Experts say that red flags that went unheeded before the Arizona shooting tragedy have exposed a gaping hole in the US mental health care system.
Dozens of witnesses, police officials, neighbors, friends, teachers and classmates of the accused gunman, Jared Loughner, pointed to warning signs that should have alerted authorities to the 22-year-old's descent into into mental illness.
There were the alarming comments to students and teachers at the community college that eventually suspended him; the reported looks and comments at his local bank, where tellers routinely felt for the alarm button when he walked in; and behavior that Arizona authorities said showed Loughner hoped to acquire a firearm -- even after being rejected by the US Army for failing a drug test.
Loughner has been charged with shooting a US lawmaker and 19 others who had gathered to meet her in a supermarket parking on January 8, using a legally purchased Glock semi-automatic handgun.
Six people were killed and 14 were wounded, including US Representative Gabrielle Giffords who was shot in the head.
The tragedy has fueled intense debate on America's controversial gun laws and how such a troubled man could acquire a weapon.
But it has shone a more glaring spotlight on the US health care system, and in particular the country's inability to responsibly treat its mentally ill.
"I think the system failed miserably," said doctor Fuller Torrey, founder of the Treatment Advocacy Center (TAC) which advocates for stricter laws requiring treatment for the mentally ill.
"This is a psychiatric failure, it's not a political failure," he told CNN on Sunday. "It's a failure of our ability to provide basic care for people who have brain diseases that are seriously mentally ill."
Arizona, Torrey and other experts say, has among the worst mental health services in the United States, with only one state, Nevada, with fewer public beds for mentally ill patients.
"So even if someone tried to get treatment for this fellow, it may or may not have succeeded in Arizona, because they have cut many of their outpatient services."

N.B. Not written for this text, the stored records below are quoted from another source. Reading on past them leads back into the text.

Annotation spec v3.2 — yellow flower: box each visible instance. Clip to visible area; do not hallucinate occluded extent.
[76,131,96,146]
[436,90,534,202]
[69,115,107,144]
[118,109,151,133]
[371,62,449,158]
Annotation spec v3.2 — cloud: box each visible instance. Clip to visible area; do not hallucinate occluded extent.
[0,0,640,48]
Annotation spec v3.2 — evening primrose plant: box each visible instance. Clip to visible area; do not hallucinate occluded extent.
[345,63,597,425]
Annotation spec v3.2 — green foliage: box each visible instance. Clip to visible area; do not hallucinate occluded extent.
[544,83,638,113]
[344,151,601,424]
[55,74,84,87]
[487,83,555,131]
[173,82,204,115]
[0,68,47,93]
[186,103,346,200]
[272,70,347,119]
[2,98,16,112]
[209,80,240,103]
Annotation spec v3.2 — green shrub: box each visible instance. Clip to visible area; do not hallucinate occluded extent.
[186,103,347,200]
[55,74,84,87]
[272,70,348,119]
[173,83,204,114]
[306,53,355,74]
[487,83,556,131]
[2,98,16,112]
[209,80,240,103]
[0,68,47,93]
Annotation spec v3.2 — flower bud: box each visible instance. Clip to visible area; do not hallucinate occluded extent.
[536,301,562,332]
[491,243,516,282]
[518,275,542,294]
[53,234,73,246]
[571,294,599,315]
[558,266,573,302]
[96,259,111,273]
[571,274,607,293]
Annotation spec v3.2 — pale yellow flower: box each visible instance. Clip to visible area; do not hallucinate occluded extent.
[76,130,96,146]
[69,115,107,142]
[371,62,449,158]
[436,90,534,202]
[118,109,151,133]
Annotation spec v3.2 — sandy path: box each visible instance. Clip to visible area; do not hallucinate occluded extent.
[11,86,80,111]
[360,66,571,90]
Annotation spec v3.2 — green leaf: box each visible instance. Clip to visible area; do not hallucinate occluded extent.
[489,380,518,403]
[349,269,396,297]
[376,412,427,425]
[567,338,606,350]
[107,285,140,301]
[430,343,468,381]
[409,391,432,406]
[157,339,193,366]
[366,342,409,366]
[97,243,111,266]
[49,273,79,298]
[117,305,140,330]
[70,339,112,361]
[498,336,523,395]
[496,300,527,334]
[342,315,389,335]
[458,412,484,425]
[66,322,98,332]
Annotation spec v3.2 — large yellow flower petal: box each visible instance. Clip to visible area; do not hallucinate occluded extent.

The same could be said for virtually all 50 states.
"Nationwide, the mental health care system is broken," executive director Michael Fitzpatrick of the National Alliance on Mental Illness (NAMI) said in a stinging indictment after the tragedy.
According to a recent TAC report, the number of hospital beds for the mentally ill has plunged by 95 percent since 1955, and three times more people with mental illness are now in jail than in hospital.

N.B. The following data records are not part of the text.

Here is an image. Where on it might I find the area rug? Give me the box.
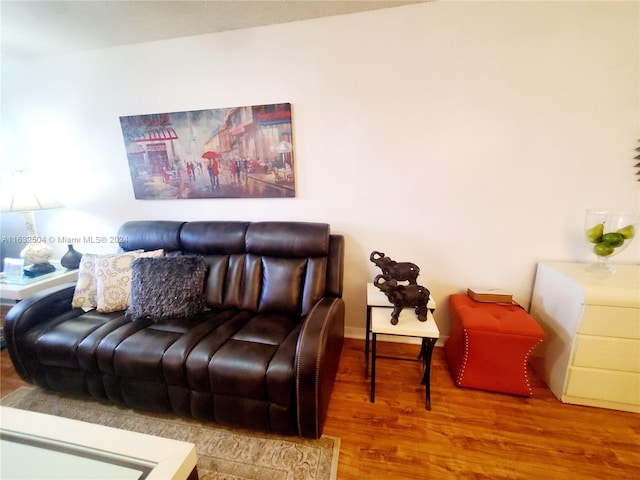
[0,387,340,480]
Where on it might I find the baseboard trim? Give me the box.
[344,327,449,347]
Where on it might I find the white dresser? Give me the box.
[530,262,640,413]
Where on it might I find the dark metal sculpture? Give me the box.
[373,275,431,325]
[369,250,420,285]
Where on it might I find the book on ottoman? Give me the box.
[467,288,513,303]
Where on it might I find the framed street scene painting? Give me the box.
[120,103,295,200]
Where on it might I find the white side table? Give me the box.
[367,307,440,410]
[0,262,78,301]
[364,283,436,378]
[530,262,640,413]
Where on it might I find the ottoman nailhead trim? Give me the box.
[522,340,542,397]
[457,328,469,385]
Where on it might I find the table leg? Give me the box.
[370,332,377,403]
[364,305,371,378]
[418,338,438,410]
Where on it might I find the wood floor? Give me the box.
[0,339,640,480]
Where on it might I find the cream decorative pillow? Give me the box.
[71,250,143,310]
[95,249,164,313]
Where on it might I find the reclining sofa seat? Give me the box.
[5,221,344,438]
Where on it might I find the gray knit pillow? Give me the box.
[126,256,207,322]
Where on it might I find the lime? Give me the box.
[602,232,624,247]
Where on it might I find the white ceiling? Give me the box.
[0,0,426,59]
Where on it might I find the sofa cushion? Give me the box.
[71,250,143,310]
[127,256,207,322]
[95,249,164,313]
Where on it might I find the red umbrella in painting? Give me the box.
[202,150,220,160]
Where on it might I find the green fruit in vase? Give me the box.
[602,232,624,248]
[616,225,636,240]
[593,243,615,257]
[585,223,604,243]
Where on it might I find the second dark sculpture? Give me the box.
[369,251,431,325]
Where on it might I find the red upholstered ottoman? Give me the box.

Only a single state -- Mississippi -- has the recommended number of beds, the report said.
But who fills these beds, and under what conditions? The questions are crucial for a system that by its constitutional nature must balance the safety of its citizenry with individual rights.
The vast majority of people with diagnosed mental illness are not a violent threat to society. The challenge, many experts argue, is making that threat determination -- and acting on it to ensure the ill person is treated.
Rudy Giuliani, the former mayor of New York, spoke Sunday about the problem, blasting the nation's "inability to deal with mental illness and our inability to deal with it as a society."
"This man was crying out for someone who needed to be treated," he told CBS News. "You would think, at some point along the way, he'd have been evaluated."
Giuliani said he learned as mayor that many people diagnosed with mental illness get no follow-up treatment or prescribed medication.
"Maybe that follow-up is needed now. And that would probably be the most relevant response to this tragedy."
Expansion of the health care system is unlikely in the next few years, with Republicans this month taking control of the House of Representatives and vowing to slash billions of dollars from a bloated federal budget.
But Democrat Debbie Wasserman Schultz acknowledged that "we have a tremendous gap in coverage for mental health care," and that repealing President Barack Obama's signature health care reform law, as Republicans vow to try to do, would invalidate mandates for improved mental health coverage.
As for the warning signs that Loughner presented a threat to society, Pima County sheriff's department chief Rick Kastigar acknowledged there were many.
"But each one was relatively benign," he told ABC News.
"There are criticisms that say, "Why didn't cops arrest this guy before?'" he added.
"We're bound by the law, and the totality of those issues didn't rise to the level that would allow law enforcement to take action."